Facebook has a lot of things going on that we don't know about. It's not that facebook is actually trying to hide this stuff, it's just that it's not right out in the open, and, well, no one ever really looks. Of course, we all agree to it by being on facebook to begin with, so it's not like you have any right or grounds on which to complain. If you don't like it, don't be on facebook.
But I digress as all of that is really beside the point. Or behind it. Or something. I only bring it up because what I'm about to talk about came out of one of those "hidden" facebook things.
Unsurprisingly, facebook labels you in different ways based on the kinds of things on which you click through and all sorts of ways. A lot of it has to do with advertising so that their advertisers can target you so that they're sending ads to people who might actually be interested in them rather than just whatever to whomever and hoping something sticks. One of the labels they attach to you has to do with how you lean politically.
Yeah, I checked my label.
It said "machine wash, hot."
Oh, wait! Wrong label.
Oh, yeah, I know what a lot of you out there are thinking: "We don't need you to tell us your label. We all know you're one of those crazy, hippy liberals." Well, as it turns out, not quite. See, there are three categories: liberal, conservative, and moderate. Makes sense, right? And I fully expected to get pegged in the "liberal" category. But, no, my label... You want to know my label? "Very liberal." Not just liberal but "very liberal."
It's funny, because I don't feel "liberal." What I feel like is someone who believes that all people; independent of their race, sex, sexuality, financial status, whatever; ought to get a fair shake. What I wonder is this: Since when did that idea become "liberal"? Because I have a hard time with the idea of people being treated fairly and equally being a liberal idea. Not today. Today, that ought to be the norm.

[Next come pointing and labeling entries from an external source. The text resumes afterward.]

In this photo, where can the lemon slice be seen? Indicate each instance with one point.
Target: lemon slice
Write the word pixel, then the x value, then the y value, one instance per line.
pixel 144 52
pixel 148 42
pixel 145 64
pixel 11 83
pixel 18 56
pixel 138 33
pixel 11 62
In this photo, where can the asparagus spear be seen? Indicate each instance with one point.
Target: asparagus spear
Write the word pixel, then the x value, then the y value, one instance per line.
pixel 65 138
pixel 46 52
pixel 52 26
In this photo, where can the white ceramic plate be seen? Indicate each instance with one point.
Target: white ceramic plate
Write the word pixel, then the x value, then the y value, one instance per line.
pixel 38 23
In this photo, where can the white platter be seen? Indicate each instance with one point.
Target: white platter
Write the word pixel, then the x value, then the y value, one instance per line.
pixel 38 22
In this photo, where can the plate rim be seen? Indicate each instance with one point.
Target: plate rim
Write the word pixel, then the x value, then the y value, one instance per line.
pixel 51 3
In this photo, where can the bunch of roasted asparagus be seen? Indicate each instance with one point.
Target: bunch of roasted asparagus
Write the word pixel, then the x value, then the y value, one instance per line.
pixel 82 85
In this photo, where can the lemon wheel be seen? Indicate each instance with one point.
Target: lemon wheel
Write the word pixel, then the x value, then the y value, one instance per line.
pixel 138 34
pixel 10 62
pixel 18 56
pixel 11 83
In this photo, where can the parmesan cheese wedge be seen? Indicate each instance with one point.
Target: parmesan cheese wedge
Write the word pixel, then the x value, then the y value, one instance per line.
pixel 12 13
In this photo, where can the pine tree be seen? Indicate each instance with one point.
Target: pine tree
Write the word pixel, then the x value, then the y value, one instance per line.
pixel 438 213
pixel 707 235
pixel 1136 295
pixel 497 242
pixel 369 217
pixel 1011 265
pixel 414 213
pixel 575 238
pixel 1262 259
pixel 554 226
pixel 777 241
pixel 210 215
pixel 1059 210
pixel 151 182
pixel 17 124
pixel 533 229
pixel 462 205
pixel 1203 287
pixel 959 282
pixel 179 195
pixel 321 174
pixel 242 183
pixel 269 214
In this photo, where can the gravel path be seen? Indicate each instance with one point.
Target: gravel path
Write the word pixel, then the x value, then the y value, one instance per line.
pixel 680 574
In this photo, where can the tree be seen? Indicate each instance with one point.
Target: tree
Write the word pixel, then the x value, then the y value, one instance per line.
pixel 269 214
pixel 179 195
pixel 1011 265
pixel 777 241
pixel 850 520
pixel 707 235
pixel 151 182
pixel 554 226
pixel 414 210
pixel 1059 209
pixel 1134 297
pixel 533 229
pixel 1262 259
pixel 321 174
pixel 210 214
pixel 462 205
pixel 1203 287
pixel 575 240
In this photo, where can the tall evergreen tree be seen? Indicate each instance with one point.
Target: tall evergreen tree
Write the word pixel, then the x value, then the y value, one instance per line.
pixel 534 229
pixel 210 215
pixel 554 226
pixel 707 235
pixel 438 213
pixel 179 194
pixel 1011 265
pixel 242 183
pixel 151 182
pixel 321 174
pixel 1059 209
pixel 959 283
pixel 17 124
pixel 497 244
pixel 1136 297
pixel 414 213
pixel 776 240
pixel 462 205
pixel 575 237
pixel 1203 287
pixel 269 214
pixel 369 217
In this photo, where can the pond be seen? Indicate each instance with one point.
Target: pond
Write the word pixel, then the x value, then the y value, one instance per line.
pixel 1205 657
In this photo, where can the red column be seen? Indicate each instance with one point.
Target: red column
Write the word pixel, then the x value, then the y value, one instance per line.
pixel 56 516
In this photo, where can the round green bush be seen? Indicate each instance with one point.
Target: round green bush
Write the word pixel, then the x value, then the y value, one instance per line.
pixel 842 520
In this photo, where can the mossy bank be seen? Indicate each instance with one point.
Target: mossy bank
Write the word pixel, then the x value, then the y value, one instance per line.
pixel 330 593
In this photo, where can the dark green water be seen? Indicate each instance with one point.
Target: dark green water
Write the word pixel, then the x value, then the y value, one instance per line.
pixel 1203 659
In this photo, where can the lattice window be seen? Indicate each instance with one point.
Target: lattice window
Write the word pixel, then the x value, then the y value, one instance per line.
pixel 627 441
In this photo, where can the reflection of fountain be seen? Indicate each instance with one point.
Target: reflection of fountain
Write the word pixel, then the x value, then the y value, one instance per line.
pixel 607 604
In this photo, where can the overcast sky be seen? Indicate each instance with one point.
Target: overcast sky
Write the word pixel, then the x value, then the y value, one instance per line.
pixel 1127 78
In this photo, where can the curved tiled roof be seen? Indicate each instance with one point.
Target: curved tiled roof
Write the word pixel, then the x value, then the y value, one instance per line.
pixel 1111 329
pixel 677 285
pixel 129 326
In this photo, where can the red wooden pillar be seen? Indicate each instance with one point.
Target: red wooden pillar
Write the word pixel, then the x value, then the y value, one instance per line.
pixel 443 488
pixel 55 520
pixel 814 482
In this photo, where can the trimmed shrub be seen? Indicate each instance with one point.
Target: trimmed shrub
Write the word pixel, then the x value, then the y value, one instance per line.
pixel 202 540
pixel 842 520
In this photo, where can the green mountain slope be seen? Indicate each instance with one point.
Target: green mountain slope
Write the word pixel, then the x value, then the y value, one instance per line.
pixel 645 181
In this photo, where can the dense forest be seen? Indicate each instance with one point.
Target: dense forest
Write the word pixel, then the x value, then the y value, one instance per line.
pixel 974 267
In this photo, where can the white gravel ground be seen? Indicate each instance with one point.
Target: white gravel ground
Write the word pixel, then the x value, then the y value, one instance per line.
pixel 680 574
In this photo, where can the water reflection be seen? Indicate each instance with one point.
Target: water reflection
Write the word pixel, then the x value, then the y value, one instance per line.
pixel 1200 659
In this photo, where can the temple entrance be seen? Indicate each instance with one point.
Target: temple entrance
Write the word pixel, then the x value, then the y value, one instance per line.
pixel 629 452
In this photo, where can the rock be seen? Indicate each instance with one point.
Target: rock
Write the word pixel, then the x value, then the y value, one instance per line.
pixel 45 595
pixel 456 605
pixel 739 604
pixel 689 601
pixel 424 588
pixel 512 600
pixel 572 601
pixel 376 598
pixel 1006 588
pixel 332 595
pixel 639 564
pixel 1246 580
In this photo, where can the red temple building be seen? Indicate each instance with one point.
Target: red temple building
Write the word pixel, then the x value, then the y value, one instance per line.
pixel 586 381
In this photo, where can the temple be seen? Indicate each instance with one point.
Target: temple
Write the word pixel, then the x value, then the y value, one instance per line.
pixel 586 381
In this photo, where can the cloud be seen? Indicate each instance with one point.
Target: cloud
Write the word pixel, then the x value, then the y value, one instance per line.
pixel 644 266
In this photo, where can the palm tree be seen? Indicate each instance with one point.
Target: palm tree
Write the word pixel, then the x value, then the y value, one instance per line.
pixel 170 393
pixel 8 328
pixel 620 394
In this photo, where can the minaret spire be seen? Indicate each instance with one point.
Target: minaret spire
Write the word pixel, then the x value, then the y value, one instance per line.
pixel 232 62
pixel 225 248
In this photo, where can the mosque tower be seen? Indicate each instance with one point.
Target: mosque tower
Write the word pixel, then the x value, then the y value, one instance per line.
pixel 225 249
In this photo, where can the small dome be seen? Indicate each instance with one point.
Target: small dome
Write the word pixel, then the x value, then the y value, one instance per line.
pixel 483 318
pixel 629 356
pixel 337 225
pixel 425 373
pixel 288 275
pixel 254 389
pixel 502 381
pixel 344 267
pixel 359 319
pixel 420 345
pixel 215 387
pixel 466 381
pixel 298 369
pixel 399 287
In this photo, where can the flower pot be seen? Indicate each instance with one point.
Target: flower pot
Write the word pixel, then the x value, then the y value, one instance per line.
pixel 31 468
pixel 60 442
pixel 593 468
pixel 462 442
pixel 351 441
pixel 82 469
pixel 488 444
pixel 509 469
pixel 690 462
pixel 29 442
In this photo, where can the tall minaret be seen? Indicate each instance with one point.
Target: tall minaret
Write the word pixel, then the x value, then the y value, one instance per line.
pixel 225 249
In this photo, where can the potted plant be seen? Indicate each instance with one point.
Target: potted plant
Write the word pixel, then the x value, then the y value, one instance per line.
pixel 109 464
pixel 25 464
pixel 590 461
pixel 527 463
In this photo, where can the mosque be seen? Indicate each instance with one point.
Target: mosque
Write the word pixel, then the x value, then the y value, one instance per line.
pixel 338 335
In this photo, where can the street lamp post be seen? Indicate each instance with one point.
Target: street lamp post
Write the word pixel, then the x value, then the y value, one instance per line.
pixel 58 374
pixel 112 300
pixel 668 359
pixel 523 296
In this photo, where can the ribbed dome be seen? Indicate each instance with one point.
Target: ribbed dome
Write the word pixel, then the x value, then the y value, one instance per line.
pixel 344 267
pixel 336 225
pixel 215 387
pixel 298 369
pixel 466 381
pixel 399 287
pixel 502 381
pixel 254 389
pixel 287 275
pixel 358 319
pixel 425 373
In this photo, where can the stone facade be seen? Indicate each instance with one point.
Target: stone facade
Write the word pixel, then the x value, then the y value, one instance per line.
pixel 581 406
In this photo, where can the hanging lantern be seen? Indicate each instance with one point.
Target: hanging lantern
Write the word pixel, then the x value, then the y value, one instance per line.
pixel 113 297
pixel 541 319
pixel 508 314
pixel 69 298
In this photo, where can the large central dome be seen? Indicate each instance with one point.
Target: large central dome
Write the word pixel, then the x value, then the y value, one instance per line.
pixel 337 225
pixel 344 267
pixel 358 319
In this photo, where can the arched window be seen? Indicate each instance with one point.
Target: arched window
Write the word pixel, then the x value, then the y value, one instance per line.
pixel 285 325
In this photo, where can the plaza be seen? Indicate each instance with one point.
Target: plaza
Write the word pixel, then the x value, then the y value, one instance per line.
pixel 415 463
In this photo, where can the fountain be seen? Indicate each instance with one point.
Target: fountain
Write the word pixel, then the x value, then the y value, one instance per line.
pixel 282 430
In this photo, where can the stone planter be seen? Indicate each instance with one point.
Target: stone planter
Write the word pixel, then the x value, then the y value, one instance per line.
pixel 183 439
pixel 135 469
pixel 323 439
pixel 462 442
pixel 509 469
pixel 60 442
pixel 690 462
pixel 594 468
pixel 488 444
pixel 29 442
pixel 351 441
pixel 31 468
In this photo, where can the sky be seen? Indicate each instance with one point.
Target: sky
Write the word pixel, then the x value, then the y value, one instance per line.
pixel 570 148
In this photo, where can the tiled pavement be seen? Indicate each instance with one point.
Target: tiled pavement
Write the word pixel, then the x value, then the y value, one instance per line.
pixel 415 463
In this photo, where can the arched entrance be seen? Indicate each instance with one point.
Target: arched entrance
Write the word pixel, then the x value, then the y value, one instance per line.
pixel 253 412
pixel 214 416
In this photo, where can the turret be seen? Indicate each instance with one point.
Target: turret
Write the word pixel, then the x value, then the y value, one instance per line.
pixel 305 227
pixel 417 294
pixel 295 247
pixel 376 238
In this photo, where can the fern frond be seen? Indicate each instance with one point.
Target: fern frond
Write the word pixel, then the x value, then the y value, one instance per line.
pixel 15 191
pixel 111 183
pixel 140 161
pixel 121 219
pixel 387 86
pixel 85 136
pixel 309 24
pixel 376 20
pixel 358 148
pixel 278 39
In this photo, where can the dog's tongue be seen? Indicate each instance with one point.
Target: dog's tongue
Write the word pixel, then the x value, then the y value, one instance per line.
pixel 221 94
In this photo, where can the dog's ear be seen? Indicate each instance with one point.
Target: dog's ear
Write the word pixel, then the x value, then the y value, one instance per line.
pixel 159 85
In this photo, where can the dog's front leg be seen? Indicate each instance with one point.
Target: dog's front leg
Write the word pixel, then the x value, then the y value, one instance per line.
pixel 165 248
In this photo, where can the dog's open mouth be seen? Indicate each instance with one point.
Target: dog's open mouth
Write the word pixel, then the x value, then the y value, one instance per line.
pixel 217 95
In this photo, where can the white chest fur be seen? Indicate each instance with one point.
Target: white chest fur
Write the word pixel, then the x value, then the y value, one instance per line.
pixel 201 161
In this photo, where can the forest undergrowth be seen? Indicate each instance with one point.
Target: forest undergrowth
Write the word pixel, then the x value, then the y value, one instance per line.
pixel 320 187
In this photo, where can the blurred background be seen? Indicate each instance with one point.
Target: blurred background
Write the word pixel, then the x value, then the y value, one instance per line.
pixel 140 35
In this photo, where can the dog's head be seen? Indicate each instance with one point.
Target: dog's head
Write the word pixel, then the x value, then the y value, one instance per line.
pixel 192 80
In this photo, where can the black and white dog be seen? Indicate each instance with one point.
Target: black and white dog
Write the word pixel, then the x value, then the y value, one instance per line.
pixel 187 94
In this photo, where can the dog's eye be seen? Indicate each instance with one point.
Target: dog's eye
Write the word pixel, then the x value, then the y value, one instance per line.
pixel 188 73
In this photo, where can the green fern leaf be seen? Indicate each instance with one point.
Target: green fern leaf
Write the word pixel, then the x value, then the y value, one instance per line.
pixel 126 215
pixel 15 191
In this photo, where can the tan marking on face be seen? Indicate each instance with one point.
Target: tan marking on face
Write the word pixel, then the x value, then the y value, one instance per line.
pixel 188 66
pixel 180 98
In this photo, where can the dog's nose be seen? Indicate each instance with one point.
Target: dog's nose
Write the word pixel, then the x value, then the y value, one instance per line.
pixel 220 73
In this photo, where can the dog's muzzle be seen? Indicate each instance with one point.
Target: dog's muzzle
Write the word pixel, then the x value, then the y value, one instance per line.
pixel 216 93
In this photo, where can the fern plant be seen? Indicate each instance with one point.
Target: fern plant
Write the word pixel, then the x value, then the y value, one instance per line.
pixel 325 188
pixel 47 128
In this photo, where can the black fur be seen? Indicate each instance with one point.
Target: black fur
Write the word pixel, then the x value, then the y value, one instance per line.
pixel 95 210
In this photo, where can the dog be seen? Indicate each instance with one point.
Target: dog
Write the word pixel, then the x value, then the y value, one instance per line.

Because we use the Declaration of Independence as one of our founding documents, I'd like to point out a few things. All men (mankind) are created equal, not just white men and not just rich men and not just rich, white men.
All men have the right to life, which does not include being shot dead by people working for the government, especially not for walking down the street or driving your car.
All men have the right to liberty. I'm going to say that as freedom. People have the right to choose how they want to live. As long as you're not hurting some other person, you should get to live the way you want to. And, honestly, I don't understand why this is even a thing. What you do in your own house is your own business (as long as it isn't beating your kids or your spouse). Or it ought to be. I don't want you coming in my house telling me how to live, so I shouldn't be going into your house telling you how to live. That's a metaphoric "I," people.
All men have the right to pursue happiness. Again, as long as it doesn't mean harming someone else or denying someone else their right of life or liberty. You get to decide what makes you happy and pursue that thing and, just because that is not a thing that makes me happy, it doesn't make it okay for me to tell you that it shouldn't make you happy.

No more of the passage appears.